OK.. First off - you are not reading or simply not understanding what I wrote and you are missing the original point of the OP. Yes, of course the app has to handle "the rest" and all that jazz. You can disagree with my sentiment about the importance of the OS all you want. The point about "registering listeners" is completely moot. And the premise of efficiently downloading music is completely irrelevant. What I simply try to convey is the transferring a song as an example of a non-complex single file binary that proves the failure of the premise of A beam. It does not get any simpler than that. It gets complex with album art and other metadata but that's not what I am trying to convey.
You have to understand the audience of dozens of millions of Android 4.2 users. They don't know what we know. They know what they see in the store and what they see on the Lumia commercials ("The one trick pony gimmick"). A beam could have value as an ad-hoc sharing solution (irrespective of speed, efficiency, etc.) if it was created and marketed accurately. It's a simple and provable fact that you can do to see where the failure occurs. Here are the instructions:
1) Turn your Geek Brain off and make believe you are <put your favorite non-geek personality here> (I'll use my example - my wife is a doctor)
2) Follow the instructions of beaming from a Samsung Galaxy S3 to an Nexus 7. This means turn on NFC on your Samsung and turn on A Beam on your N7
3) Open up an app like Google Play Music on both devices and find a song on the S3 (your source).
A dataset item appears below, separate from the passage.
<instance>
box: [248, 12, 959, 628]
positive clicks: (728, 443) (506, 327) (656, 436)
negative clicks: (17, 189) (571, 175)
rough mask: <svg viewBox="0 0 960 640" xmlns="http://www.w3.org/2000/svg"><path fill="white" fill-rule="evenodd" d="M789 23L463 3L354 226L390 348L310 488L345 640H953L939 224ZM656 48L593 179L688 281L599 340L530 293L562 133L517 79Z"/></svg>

4) Put devices back-to-back
5) Feel the haptic feedback that the OS (yes, the OS and hardware, not the application) says that "NFC is working"
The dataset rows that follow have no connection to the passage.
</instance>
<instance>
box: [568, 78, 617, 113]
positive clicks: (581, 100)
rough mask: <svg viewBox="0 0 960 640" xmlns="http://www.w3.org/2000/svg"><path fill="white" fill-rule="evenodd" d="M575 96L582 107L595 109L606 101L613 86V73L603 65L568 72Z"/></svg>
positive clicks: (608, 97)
6) See the S3 screen shrink to A beam size and report the instructions "Tap to beam..."
7) Tap the the S3 screen and see the feedback (coming from the OS, not the app)
8) Then watch while the file transfers to the N7 from the S3.... or not.....
So, my wife, the doctor, recognizes that everything is working just fine... Just like 10s of millions of other users she has received all the indications that everything should work. But in reality, nothing is working and therefore, like the OP, a forum question is asked or a call is made to Verizon or Google or ATT or USCC or SPRINT or.......
So simply put... forgetting about registered listeners, and IP stacks, and all the techno-jargon we can muster.... The simple point is that "A-beam" does not work unless you know what it works with. And when apps indicate that they are NFC compliant and Samsung creates "S beam".... it means absolutely nothing to 10s of millions of users. (and by the way, S beam does not work with A beam compliant apps all the time... how about that disaster. So you have to turn on A beam instead of S beam but there is no longer an A beam option on the S3, it's now simply called NFC...). The world of networking is my world (for almost 30 years now) and the likes of Google make it more confusing than it really needs to be by changing names, variants across platforms (ala Picasa), and a lack of interoperability between OS supported devices and applications on those devices (S3 and N7 as an example).
As far as music management goes, will not use Google Music Manager because they have a very well documented track record of application abandonment. Thank goodness for Drag and Drop. It has worked since the early days of Macintosh and Windows 2.0 and is still relevant today.